The GAA must now examine if the hurling season starts too early, or if ticket prices can be reduced further. And they need to tell managers to stop playing the league down. They're currently tweaking the competition again -- next season's league will include an extra round, according to president Christy Cooney.
"We would hope to have semi-finals in hurling and football," he said. "We haven't gone beyond that yet. We haven't any massive suggestions about a 14-team Division 1 and changes in the structure of the divisions."
But Regan says it's clear that the Association is fast running out of ideas.

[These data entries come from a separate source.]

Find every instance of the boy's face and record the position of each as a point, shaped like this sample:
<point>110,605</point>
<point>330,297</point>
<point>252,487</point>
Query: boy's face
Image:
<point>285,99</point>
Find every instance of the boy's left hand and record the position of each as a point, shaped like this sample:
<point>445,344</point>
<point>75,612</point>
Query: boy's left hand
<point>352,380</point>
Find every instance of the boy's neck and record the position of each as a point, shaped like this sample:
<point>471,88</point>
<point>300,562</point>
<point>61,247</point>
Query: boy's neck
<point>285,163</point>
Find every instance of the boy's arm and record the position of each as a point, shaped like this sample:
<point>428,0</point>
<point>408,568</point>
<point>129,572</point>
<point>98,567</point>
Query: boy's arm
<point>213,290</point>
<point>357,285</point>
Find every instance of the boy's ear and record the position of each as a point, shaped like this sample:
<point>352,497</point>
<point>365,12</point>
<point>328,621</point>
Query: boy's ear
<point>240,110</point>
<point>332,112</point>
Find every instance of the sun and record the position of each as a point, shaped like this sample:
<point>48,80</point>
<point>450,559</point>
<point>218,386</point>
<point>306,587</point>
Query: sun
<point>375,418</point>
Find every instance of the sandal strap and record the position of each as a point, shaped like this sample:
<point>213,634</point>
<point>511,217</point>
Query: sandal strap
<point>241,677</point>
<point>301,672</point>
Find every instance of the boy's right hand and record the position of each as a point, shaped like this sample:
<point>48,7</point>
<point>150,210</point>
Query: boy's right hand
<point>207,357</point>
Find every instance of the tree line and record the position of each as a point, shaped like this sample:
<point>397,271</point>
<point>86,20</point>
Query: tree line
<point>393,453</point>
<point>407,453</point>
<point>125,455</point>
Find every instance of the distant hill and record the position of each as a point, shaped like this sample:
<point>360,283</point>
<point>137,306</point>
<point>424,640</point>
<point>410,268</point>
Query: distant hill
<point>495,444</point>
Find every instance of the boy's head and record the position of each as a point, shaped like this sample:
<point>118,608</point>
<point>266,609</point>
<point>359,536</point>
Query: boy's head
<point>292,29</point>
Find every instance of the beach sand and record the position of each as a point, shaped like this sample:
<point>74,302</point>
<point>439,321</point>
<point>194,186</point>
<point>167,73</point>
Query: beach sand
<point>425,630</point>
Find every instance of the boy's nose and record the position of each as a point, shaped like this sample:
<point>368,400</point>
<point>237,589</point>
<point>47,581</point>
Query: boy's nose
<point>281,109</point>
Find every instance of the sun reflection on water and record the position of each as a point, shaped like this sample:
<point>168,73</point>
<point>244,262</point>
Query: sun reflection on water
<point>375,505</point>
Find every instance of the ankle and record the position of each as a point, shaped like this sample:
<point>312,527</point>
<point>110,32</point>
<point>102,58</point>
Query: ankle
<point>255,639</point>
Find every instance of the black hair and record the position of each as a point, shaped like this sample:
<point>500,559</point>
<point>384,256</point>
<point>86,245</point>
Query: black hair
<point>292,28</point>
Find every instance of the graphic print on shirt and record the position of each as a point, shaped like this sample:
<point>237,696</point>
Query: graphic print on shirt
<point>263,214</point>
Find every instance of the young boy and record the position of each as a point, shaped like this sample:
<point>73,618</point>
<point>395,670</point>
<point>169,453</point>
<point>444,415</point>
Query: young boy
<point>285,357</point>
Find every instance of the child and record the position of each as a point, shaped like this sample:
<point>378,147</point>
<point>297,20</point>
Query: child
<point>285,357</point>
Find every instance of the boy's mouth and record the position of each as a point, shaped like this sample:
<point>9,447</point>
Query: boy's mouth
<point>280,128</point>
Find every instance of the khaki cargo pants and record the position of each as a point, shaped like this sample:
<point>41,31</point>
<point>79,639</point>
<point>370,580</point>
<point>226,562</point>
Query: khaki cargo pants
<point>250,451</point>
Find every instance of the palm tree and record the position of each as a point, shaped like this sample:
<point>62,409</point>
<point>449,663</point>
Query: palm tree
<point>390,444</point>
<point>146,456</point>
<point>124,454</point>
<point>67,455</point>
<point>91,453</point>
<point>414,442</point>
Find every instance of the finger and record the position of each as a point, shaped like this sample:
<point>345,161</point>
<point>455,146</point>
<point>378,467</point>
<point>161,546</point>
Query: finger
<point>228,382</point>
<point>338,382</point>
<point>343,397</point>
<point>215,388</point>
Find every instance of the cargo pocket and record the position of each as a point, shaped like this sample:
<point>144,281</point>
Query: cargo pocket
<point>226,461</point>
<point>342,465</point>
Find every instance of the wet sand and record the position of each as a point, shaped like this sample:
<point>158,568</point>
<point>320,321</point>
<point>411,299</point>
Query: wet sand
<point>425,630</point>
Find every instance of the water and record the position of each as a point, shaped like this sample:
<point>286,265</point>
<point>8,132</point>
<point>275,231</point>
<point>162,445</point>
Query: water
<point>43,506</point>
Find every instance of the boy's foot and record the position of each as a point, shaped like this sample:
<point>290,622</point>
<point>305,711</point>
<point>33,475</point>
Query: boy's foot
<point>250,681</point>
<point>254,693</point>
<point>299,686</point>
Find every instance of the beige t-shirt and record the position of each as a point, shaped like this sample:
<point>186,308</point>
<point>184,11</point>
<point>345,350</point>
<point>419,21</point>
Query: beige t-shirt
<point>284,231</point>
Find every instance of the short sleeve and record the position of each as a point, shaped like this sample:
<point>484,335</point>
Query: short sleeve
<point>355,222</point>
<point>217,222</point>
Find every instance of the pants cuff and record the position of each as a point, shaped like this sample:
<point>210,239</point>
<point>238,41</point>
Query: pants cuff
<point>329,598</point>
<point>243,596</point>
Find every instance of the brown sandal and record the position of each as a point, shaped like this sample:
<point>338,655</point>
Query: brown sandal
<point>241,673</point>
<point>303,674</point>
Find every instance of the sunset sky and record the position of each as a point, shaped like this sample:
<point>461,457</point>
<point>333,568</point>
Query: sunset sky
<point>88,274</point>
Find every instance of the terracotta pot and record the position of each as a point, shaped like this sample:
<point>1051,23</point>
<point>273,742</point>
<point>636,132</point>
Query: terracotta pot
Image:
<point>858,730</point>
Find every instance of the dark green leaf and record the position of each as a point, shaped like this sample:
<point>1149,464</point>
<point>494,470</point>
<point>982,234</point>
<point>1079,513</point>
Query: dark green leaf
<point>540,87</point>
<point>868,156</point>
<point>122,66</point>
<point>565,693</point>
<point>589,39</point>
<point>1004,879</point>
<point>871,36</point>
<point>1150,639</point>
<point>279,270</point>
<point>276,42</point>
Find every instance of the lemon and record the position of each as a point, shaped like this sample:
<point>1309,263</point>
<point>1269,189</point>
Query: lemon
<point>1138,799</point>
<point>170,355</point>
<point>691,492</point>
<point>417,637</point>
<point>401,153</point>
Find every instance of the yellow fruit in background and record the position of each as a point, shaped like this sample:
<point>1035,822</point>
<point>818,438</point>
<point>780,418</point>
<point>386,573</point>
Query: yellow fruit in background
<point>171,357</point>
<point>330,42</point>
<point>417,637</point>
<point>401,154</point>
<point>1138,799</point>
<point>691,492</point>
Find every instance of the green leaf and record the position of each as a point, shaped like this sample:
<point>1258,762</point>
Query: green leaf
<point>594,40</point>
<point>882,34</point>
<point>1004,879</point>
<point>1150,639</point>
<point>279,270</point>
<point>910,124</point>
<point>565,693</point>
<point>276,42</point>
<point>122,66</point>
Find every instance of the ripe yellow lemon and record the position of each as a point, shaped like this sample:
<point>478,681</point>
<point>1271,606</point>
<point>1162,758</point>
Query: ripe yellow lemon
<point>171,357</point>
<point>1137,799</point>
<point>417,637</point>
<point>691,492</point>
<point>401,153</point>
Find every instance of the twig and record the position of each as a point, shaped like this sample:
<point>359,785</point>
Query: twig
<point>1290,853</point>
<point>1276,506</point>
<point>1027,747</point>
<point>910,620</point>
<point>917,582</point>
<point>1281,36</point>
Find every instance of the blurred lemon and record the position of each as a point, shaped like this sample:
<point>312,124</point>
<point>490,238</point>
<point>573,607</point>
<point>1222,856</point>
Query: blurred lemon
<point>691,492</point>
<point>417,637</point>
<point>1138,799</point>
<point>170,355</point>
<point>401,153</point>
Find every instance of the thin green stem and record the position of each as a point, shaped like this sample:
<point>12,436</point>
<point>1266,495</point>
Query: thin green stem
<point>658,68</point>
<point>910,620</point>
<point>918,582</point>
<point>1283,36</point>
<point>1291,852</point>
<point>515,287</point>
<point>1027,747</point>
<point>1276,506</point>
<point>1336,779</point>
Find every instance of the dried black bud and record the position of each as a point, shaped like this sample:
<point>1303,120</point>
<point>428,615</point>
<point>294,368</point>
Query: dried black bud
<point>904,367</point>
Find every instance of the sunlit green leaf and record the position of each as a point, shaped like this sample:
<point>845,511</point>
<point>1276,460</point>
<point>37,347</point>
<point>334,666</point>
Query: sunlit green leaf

"Limerick will want to get out of Division 2 and Dublin need to put down another marker. That apart, you'll have the same four teams in championship contention come August. Like, Offaly people won't even travel to Nenagh today because they fear a beating.
"I'm not saying we'll have a bad championship. But we're having a bad league and new teams can't really challenge because county boards won't waste money by promoting hurling. The amount of negativity I hear about Dublin hurling from Dublin people is incredible. They say too much money is being invested in hurling and it's affecting football badly. They should be ashamed.
"Finally, average club hurlers are going around charging teams money and are not even coaching the core principles of the game. I was coaching a lad the other night and he had never even heard of ground hurling. I'd like to be more positive but I can't."
It could be a vintage season yet, but unless Dublin make the final it may already be too late for the 2011 league.